Батько стал осторожен и недоверчив. Он ворчал и бранил Филю больше, чем когда-нибудь прежде. Прежняя воркотня батька была ласковой и добродушной; и даже когда применял батько плеть в гневе, и тогда это его живое добродушие не покидало его и залечивало боль у тех, кому от него попадало. Сейчас, в этом состоянии, батько не мог уже применять даже плети, и она висела по привычке на его руке, как издохшая. И воркотня батька теперешняя расценивалась Филей (отлично различавшим настроение батька – нынешнее от прежнего) как зло. И происхождение этого «зла» приписывал Филя Гандзе, забравшей в свои руки все батькино «хозяйство», то есть взявшей на себя прежние функции Фили. Филя смотрел теперь только за конями, амуницией или за трофеями. При передаче их коменданту Филя вел сам своеобразную их регистрацию и все, «окромя барахла», оружие и амуницию, оставлял при штабе, то есть при батьковой квартире, для того чтобы он распоряжался им сам – но не без участия Филиных советов.

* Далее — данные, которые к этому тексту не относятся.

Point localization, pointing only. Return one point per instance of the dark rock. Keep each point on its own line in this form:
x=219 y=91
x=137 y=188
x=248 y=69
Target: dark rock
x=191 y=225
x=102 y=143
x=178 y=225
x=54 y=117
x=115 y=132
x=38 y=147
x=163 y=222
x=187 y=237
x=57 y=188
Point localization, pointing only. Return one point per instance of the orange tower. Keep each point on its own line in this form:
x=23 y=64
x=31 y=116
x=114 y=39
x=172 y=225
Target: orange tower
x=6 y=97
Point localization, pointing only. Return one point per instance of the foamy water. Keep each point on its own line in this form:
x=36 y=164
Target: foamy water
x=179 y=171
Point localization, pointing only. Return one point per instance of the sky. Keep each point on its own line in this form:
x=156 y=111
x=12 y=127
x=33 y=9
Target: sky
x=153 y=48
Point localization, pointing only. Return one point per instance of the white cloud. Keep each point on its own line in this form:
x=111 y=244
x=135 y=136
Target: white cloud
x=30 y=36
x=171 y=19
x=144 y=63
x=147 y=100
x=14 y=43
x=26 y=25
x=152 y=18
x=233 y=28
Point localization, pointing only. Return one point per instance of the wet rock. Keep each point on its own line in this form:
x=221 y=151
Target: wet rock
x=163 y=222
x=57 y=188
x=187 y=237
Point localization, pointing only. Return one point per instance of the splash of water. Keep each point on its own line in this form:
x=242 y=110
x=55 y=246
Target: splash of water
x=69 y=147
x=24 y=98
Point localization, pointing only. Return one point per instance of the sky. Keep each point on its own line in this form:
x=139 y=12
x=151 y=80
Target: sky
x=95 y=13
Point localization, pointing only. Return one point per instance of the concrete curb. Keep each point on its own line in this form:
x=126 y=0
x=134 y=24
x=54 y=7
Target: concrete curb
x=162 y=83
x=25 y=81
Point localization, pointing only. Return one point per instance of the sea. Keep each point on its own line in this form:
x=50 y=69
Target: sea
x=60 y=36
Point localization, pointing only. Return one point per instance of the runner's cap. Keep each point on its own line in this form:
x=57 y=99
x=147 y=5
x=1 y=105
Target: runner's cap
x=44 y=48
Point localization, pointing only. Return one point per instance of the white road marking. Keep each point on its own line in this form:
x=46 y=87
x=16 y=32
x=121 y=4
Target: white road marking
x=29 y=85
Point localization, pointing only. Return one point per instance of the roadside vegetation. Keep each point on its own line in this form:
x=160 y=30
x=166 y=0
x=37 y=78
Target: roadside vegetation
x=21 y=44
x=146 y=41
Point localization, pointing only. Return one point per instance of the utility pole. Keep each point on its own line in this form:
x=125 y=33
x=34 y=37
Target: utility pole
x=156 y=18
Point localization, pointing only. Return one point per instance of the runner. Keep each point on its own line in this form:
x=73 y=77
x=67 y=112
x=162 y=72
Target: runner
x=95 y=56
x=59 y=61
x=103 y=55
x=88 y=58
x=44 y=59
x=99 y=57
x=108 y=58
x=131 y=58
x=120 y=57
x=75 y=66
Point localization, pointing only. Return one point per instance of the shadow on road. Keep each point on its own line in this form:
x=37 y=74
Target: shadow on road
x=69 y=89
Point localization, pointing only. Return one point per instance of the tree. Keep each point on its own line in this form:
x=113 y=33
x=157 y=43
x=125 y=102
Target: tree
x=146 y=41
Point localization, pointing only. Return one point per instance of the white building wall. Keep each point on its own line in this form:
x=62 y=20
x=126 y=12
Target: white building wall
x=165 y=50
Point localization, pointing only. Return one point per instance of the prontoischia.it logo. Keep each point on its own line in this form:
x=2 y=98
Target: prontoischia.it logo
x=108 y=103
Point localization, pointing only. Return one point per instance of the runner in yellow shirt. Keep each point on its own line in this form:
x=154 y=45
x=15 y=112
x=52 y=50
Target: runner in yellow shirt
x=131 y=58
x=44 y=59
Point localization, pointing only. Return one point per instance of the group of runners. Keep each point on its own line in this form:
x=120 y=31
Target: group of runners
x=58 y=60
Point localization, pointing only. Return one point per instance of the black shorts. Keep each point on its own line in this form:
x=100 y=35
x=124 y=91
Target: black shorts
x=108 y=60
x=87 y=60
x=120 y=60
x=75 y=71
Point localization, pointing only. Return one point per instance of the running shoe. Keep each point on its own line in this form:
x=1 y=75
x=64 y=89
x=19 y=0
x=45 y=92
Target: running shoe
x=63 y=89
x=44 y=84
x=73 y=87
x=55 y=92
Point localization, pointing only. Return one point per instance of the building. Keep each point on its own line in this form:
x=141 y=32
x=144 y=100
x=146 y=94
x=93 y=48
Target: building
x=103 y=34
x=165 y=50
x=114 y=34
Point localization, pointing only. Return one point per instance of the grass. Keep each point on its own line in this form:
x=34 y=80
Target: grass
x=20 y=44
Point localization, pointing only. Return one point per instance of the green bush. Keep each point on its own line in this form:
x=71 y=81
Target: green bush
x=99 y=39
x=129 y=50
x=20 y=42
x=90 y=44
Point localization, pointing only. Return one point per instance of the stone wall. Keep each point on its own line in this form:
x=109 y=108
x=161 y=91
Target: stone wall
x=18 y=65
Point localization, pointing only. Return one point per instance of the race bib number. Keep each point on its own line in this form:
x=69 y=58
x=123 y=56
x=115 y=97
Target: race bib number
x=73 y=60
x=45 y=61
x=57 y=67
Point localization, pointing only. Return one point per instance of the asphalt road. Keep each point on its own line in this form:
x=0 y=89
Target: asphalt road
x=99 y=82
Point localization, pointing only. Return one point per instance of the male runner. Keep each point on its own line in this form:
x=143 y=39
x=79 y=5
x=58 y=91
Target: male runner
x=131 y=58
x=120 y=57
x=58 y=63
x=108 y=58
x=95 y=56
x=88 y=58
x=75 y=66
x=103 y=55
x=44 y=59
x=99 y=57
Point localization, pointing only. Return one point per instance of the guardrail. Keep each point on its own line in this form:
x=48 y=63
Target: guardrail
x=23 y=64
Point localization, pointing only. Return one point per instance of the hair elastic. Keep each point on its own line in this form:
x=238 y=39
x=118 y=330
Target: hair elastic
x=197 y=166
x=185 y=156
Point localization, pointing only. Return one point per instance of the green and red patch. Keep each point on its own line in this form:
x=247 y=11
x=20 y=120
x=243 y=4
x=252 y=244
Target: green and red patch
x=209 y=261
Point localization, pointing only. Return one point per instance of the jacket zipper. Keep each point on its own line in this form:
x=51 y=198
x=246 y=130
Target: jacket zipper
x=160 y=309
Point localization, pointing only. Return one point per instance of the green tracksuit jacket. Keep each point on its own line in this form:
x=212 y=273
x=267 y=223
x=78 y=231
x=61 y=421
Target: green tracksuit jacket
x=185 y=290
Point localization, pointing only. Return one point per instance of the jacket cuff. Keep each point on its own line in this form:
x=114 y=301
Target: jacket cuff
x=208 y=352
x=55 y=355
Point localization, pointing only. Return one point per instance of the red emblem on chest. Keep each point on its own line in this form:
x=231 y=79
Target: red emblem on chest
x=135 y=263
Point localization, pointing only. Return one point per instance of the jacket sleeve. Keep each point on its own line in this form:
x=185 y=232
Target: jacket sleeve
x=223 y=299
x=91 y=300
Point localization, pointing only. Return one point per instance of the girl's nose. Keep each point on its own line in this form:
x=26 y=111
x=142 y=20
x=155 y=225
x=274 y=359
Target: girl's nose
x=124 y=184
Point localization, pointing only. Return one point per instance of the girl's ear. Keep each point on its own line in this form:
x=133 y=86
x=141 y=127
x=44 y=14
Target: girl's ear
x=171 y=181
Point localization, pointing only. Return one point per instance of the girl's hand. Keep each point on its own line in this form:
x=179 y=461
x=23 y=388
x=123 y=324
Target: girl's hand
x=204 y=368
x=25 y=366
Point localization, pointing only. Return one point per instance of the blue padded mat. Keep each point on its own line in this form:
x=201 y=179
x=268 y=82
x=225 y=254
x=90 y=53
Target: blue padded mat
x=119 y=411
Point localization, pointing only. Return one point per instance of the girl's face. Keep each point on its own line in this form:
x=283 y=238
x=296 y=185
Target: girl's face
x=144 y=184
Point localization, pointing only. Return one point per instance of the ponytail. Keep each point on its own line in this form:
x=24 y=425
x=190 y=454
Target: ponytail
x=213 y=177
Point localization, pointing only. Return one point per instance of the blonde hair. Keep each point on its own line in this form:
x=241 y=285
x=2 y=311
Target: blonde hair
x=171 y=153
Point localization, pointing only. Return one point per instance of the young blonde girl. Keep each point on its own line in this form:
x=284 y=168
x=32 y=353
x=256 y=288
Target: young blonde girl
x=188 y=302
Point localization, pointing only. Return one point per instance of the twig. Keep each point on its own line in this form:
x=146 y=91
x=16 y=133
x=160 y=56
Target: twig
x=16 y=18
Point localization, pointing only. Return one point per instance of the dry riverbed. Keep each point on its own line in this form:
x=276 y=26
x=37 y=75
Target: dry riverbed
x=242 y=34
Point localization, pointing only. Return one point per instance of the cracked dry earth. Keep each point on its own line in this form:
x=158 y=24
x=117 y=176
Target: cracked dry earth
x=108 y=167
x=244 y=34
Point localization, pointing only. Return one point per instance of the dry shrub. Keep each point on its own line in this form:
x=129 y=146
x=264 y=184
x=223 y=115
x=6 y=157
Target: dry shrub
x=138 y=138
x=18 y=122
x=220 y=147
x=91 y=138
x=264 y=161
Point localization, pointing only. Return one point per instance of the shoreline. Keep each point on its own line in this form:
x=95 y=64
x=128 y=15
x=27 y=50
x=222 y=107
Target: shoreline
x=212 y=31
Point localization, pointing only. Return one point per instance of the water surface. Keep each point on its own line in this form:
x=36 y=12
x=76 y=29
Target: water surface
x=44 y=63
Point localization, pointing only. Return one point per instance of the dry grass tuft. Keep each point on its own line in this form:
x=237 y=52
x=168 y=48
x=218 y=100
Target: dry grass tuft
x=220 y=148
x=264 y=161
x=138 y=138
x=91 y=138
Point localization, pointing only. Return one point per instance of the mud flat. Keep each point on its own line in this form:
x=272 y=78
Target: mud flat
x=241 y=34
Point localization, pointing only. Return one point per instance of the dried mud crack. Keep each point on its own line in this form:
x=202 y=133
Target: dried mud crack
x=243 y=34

Филя относился к Гандзе – из ревности – весьма подозрительно и постоянно нюхал и пробовал «страву» батька, то есть обед, который она сама готовила, и вообще всюду совал свой нос, вступая с нею по всякому поводу в пререкания, но не смея все же ругать ее в лицо, так как было очевидно, что батько не даст ее в обиду.
«Зло» батька, по мнению Фили, шло от «нее».
«И где же ты на мою голову, распроклятущая, попалась?.. – ругал он ее, декламируя свои сетования с лирическим подвыванием, как это делают всегда люди, чувствующие свое бессилие или неправоту и желающие придать больше убедительности своим словам. – С каково самасшествия пришлася та урода до батькиного сердца, ни при чем она тут!»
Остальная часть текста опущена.